Posted: 2/25/2022 (CSDE in the News)

CSDE affiliate Alexes Harris has received an award from Arnold Ventures, partnering with Dr. Leslie Paik, University of Arizona; Dr. Sarah Shannon, University of Georgia, and Dr. Christopher Uggen at the University of Minnesota.

Building on the success of the Multi-State Monetary Sanctions study, Dr. Harris and her team will conduct four complementary research projects that aim to 1) capture and understand the broad scope and impact of monetary sanctions/legal financial obligations (“LFOs”) and 2) investigate alternative legal system reforms (collectively, the “Study”).
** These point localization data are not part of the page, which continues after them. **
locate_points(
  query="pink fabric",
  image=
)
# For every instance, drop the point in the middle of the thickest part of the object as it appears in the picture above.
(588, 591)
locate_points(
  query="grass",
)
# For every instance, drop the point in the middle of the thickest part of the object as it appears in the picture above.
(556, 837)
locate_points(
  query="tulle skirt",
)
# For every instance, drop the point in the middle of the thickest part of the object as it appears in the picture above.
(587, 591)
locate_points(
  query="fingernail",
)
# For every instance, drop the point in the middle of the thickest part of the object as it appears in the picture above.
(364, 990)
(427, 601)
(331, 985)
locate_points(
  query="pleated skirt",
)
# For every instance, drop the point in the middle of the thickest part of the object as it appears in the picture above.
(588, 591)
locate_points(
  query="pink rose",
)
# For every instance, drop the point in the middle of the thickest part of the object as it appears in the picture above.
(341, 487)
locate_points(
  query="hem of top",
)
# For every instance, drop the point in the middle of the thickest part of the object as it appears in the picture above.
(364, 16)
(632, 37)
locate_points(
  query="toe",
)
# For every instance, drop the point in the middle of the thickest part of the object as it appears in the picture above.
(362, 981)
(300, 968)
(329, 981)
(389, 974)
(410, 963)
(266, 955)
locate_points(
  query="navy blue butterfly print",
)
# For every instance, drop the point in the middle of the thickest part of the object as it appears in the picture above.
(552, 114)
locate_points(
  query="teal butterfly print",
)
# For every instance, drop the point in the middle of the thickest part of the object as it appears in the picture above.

To accomplish these objectives, the proposed project will include four complementary but independent projects: assessments of promising LFO reforms; understanding the relationship between LFOs and child support debt; examining the relationship between LFOs and place; and understanding victims’ experiences with restitution and public support for restitution reform. Across these four projects, the team will collect a broad set of interview, individual-level court, and policy practice data to illustrate and understand the precarious nature of the lives of people who owe monetary sanctions and the systems that manage them. This includes individual-level data to examine the types of debt that people owe (e.g., eviction, child support, education, DMV or driver’s license data). These data will allow for the examination of the spatial concentration and patterning of monetary sanctions (e.g., are there certain cities, communities that shoulder a comparatively heavier burden of sentence amounts, or debt?). The team will analyze the variation between municipalities and counties, and urban, rural, and suburban reliance on monetary sanctions (e.g., how much revenue is generated by monetary sanctions, how this differs across spaces). The research team will also seek to better understand the types of statutory changes and local/state policy interventions that have recently occurred and to examine their outcomes. The team seeks to examine the consequences of legal and policy changes for legal systems and individuals (defendants, their families, and victims) and to explore the types of policy alternatives to monetary sanctions and the extent to which they would receive public support.